Zahra Behrouzazar told an event at Iran University of Medical Sciences that a “Suicide Prevention Command Center” had been formed in Tehran province and would be expanded nationwide.
“Each of us is responsible for reducing suicide and our hope is that suicides will reach zero. This is an ambitious goal and requires a national program,” she said, according to state news agency IRNA. She described suicide as “a form of violence against oneself” and said prevention requires both “structural reforms and changes in mindset”.
Behrouzazar said Iran’s Social Emergency service -- a crisis intervention network run by the State Welfare Organization -- had been “65% effective” in its interventions and operates a 24-hour response in 378 cities.
“We cannot place all the burden on the Social Emergency; the supportive role of families matters,” she added.
Hassan Mousavi Chelek, the Welfare Organization’s deputy for social health, told the same conference the Social Emergency has worked on suicide prevention since 1999 and now runs fixed centers, mobile teams and the 123 hotline around the clock in 378 cities, IRNA reported.
He said interventions related to suicidal thoughts and attempts had increased fivefold between 2021 and 2024, which he said showed both need and growing public trust in the service.
Azarakhsh Mokri, a psychiatrist and associate professor at Tehran University of Medical Sciences, said social factors “more than medical illness” drive suicide risk, citing loneliness, unemployment and relationship breakdowns. He urged broader use of data and new technologies in prevention and cautioned against “over-medicalizing” suicide, IRNA reported.
The policy announcements come amid a spate of reported cases.
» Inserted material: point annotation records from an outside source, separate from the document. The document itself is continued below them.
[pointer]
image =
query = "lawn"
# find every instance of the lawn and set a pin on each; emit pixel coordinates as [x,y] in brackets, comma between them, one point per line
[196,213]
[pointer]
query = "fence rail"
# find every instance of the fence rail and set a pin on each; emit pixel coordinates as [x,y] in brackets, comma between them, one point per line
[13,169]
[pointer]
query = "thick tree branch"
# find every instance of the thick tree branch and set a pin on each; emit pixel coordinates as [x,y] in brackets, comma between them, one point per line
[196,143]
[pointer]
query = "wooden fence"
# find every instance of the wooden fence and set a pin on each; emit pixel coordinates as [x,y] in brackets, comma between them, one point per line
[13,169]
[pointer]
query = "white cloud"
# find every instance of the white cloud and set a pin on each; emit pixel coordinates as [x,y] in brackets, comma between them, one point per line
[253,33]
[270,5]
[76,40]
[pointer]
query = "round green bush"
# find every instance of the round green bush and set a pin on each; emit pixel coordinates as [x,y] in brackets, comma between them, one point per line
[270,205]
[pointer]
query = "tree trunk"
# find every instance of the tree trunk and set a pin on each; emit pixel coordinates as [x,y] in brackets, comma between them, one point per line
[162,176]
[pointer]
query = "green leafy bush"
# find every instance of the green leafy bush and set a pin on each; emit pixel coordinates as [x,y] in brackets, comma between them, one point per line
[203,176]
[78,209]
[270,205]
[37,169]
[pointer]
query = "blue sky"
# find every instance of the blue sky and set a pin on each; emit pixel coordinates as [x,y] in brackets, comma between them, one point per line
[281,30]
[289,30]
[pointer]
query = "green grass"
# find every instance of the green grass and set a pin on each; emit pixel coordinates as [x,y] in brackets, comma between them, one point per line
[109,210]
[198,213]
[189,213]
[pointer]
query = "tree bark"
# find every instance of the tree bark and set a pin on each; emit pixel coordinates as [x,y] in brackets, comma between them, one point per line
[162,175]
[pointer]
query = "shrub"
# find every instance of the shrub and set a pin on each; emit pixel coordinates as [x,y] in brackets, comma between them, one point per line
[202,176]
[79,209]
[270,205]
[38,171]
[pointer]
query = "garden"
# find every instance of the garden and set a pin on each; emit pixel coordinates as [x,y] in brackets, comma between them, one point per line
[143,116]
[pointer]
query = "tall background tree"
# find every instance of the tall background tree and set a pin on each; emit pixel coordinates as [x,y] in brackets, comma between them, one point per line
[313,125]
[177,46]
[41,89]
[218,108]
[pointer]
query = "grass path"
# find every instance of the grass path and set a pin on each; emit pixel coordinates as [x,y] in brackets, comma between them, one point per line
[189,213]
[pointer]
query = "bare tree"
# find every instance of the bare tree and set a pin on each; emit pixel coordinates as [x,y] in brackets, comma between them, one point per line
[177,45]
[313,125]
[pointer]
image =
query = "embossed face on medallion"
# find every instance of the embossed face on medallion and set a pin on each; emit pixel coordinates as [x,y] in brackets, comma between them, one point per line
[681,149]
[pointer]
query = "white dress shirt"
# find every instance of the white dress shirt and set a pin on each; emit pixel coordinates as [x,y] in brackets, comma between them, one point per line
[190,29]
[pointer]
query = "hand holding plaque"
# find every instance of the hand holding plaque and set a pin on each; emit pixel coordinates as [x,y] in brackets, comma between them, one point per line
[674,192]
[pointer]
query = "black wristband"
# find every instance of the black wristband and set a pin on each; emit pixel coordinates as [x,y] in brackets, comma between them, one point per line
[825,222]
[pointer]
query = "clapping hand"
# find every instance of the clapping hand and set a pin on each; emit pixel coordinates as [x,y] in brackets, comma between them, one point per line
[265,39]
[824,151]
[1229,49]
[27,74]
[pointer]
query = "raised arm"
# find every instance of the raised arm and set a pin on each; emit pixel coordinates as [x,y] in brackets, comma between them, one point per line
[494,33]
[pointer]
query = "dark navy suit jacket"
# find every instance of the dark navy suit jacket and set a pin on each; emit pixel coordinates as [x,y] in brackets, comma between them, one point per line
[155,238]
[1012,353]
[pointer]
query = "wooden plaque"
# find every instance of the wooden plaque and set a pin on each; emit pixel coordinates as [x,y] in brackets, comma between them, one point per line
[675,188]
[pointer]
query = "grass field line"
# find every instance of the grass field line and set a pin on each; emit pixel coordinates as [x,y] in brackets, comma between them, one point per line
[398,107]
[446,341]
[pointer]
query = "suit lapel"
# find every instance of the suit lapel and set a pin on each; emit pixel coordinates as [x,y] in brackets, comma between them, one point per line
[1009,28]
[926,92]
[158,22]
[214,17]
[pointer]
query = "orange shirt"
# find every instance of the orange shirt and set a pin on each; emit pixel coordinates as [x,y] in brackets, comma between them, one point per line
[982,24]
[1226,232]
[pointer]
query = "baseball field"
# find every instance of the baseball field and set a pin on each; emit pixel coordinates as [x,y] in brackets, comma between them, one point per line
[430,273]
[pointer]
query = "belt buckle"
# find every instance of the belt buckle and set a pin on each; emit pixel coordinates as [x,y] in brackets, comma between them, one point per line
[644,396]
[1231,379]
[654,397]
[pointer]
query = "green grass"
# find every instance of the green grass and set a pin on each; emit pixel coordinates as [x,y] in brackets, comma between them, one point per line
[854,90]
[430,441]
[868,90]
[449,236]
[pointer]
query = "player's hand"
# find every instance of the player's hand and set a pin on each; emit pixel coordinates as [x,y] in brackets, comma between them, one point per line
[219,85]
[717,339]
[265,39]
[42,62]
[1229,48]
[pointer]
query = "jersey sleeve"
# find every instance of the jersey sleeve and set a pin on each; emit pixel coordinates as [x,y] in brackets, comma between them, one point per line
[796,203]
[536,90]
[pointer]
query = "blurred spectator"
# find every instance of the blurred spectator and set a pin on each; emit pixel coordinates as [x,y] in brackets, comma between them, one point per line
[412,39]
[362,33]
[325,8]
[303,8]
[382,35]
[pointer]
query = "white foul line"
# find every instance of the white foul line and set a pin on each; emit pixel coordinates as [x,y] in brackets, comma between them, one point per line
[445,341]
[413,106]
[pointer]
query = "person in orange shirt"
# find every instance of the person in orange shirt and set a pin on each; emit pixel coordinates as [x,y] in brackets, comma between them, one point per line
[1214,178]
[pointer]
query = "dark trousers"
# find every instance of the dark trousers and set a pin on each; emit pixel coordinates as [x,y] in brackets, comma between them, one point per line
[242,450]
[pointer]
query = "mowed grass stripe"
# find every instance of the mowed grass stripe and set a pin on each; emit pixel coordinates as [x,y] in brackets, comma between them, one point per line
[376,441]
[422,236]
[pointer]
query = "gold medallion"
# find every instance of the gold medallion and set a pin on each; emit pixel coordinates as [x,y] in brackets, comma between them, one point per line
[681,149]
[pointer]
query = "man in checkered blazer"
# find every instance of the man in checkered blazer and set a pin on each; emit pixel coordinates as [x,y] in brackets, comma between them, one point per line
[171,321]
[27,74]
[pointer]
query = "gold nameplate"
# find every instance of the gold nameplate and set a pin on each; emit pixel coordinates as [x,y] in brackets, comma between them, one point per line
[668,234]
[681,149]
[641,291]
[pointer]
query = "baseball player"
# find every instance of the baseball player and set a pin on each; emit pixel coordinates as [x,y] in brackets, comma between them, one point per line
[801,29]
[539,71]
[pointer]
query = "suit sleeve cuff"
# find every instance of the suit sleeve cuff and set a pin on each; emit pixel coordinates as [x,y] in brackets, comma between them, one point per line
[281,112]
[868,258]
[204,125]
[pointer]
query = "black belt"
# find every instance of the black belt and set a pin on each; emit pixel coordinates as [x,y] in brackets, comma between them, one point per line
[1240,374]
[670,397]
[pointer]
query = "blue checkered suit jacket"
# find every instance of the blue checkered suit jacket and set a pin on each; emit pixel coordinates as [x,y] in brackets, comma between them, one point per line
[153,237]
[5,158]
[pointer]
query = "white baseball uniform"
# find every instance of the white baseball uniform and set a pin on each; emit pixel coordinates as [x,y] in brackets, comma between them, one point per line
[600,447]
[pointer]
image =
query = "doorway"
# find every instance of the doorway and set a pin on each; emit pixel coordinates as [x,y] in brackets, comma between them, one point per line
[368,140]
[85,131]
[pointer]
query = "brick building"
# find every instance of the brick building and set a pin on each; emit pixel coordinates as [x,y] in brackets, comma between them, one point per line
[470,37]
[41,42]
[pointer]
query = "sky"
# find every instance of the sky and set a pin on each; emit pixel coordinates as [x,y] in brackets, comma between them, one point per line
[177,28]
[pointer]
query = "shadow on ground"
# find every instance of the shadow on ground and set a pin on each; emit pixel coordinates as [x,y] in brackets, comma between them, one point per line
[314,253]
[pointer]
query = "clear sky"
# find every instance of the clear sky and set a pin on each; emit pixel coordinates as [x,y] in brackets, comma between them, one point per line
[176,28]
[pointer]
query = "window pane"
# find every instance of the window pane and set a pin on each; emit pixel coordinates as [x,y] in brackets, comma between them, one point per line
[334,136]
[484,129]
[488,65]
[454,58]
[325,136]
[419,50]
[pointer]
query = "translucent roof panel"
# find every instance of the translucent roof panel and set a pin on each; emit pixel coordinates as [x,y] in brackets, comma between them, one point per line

Local rights outlet Haalvsh said on Monday that a farmer in Kahnuj, southeastern Iran, died by suicide at a local agriculture department office following alleged economic pressures, and that an internal-medicine specialist at Saravan’s Iranmehr Hospital was found dead in her dormitory after taking medication.
Also on Monday, a 26-year-old janitor who set himself on fire outside the governor’s office in Shadegan, southwestern Khuzestan province, died of his injuries, rights activists said.
In a separate report, a student collective said a female student died by suicide at Mohaghegh Ardabili University, calling for better campus support; the university has not issued an official statement.
Last year, a senior official at the prosecutor-general’s office said Iran records roughly 130,000 suicide attempts annually with about 7,000 deaths, and that suicide is the third-leading cause of death among people aged 15 to 24, according to reports from September 2024.
The official, Gholam-Abbas Torki, added that while Iran’s overall suicide mortality rate -- around 6.6 to 9.1 per 100,000 depending on the estimate -- is below the global average, it has been on an upward trend and requires scientific and coordinated prevention.